Who should get it: Unvaccinated adults under age 65 should receive an initial 3-dose series with 2 doses of Td and 1 of Tdap, then regular Td boosters every 10 years, including one with Tdap. A one-time dose of Tdap should be given as soon as possible to health care providers and anyone in close contact with infants (such as grandparents and child care providers). Adults ages 65 and over who've never received Tdap and who have close contact with infants should also be vaccinated with Tdap, no matter when they last received a Td-containing vaccine. Talk to your clinician before getting the vaccine if you've ever had Guillain-Barre syndrome. Don't get Td or Tdap if you've ever had a severe allergic reaction to any vaccine.
3. Varicella (chickenpox): 1 or 2 doses
Who should get it: If you've never had chickenpox, or you were vaccinated but received only one of the two recommended doses of varicella vaccine, talk to your clinician about whether you need the vaccine. Don't get this vaccine if you've ever had a severe allergic reaction to it, or to gelatin or the antibiotic neomycin.
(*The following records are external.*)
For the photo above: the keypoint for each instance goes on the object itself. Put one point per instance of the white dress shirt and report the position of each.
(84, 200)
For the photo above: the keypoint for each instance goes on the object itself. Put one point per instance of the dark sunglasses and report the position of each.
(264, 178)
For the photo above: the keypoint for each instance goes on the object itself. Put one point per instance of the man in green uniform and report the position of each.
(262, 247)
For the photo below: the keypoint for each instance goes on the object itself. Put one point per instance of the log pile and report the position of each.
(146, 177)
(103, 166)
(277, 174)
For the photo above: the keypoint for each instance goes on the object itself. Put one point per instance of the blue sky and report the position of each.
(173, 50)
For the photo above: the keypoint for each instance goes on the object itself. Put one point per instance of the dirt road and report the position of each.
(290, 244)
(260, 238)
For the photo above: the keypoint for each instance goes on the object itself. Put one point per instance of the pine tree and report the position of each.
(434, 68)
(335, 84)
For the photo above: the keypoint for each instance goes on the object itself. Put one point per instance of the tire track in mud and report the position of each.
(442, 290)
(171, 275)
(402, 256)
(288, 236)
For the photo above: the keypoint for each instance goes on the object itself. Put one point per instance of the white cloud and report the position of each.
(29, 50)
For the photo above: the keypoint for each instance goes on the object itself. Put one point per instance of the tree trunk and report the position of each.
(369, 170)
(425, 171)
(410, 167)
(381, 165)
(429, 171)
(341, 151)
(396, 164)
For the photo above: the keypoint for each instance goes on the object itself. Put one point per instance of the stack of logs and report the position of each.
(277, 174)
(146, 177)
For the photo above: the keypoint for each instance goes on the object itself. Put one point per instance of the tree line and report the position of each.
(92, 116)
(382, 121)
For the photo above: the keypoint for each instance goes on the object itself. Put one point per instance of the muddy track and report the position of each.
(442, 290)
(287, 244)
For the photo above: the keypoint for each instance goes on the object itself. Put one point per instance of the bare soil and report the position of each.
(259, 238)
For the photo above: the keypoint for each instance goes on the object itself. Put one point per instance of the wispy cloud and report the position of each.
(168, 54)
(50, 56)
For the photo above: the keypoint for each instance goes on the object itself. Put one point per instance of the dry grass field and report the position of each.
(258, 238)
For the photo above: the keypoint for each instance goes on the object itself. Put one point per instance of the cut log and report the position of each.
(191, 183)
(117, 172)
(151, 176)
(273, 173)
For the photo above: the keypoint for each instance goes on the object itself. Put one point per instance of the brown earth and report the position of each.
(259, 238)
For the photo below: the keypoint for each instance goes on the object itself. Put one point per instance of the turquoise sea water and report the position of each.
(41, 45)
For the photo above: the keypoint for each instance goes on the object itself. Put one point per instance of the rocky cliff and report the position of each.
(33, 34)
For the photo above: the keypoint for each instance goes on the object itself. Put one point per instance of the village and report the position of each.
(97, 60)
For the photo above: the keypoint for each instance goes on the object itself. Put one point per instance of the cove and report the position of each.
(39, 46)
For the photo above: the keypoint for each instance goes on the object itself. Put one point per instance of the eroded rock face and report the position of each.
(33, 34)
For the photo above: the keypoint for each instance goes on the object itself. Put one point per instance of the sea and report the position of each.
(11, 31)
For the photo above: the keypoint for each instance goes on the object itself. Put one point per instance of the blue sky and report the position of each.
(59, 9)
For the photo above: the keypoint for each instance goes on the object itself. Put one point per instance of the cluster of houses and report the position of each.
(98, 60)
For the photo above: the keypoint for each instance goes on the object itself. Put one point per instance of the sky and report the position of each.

4. Zoster (shingles): 1 dose
Who should get it: The shingles vaccine is recommended for adults ages 60 and over, whether or not they've had shingles before. Tell your clinician if you have severe allergies. Don't get this vaccine if you've ever had a severe allergic reaction to gelatin or the antibiotic neomycin, or if you have a weakened immune system.
5. Measles, mumps, rubella (MMR): 1 or 2 doses
Who should get it; Anyone born after 1956 who hasn't been vaccinated needs at least 1 dose of MMR. You may need a second dose if you're a health care worker or plan to travel internationally. Don't get this vaccine if you've ever had a severe reaction to gelatin, the antibiotic neomycin, or a previous dose of MMR.
6. Pneumococcal polysaccharide (PPSV): 1 or 2 doses
Who should get it: Adults ages 65 and over who've never been vaccinated should receive 1 dose. Others who should be vaccinated (with 1 or 2 doses) include adults who smoke cigarettes, live in long-term care facilities, have a cochlear implant, or have certain medical conditions, including lung disease, cardiovascular disease, or diabetes. Don't get this vaccine if you've had a severe allergic reaction to any vaccine.
7. Meningococcal: 1 or 2 doses (see Note 2))
Who should get it: Adults without a working spleen and those with HIV or complement component deficiencies should receive 2 doses. People ages 65 and over and anyone exposed to meningococcal disease through work or travel should receive 1 dose. Don't get this vaccine if you've had a severe allergic reaction to any vaccine.
8. Hepatitis A: 2-dose series
Who should get it: Adults who should be vaccinated include anyone who is exposed to hepatitis A through work, lifestyle, or travel and anyone with chronic liver disease or a clotting factor disorder. Don't get this vaccine if you've had a severe allergic reaction to any vaccine.
9. Hepatitis B: 3-dose series
Who should get it: Adults who should be vaccinated include anyone who is exposed to hepatitis B through work, lifestyle, or travel and anyone with end-stage renal disease, chronic liver disease, or HIV infection. Don't get this vaccine if you've had a severe allergic reaction to any vaccine.
Note 1: Only inactivated influenza vaccine for adults ages 50 and over; a high-dose version (Fluzone) is available for those ages 65 and over.
Note 2: Meningococcal conjugate vaccine quadrivalent for adults under age 56; meningococcal polysaccharide vaccine for those ages 56 and over.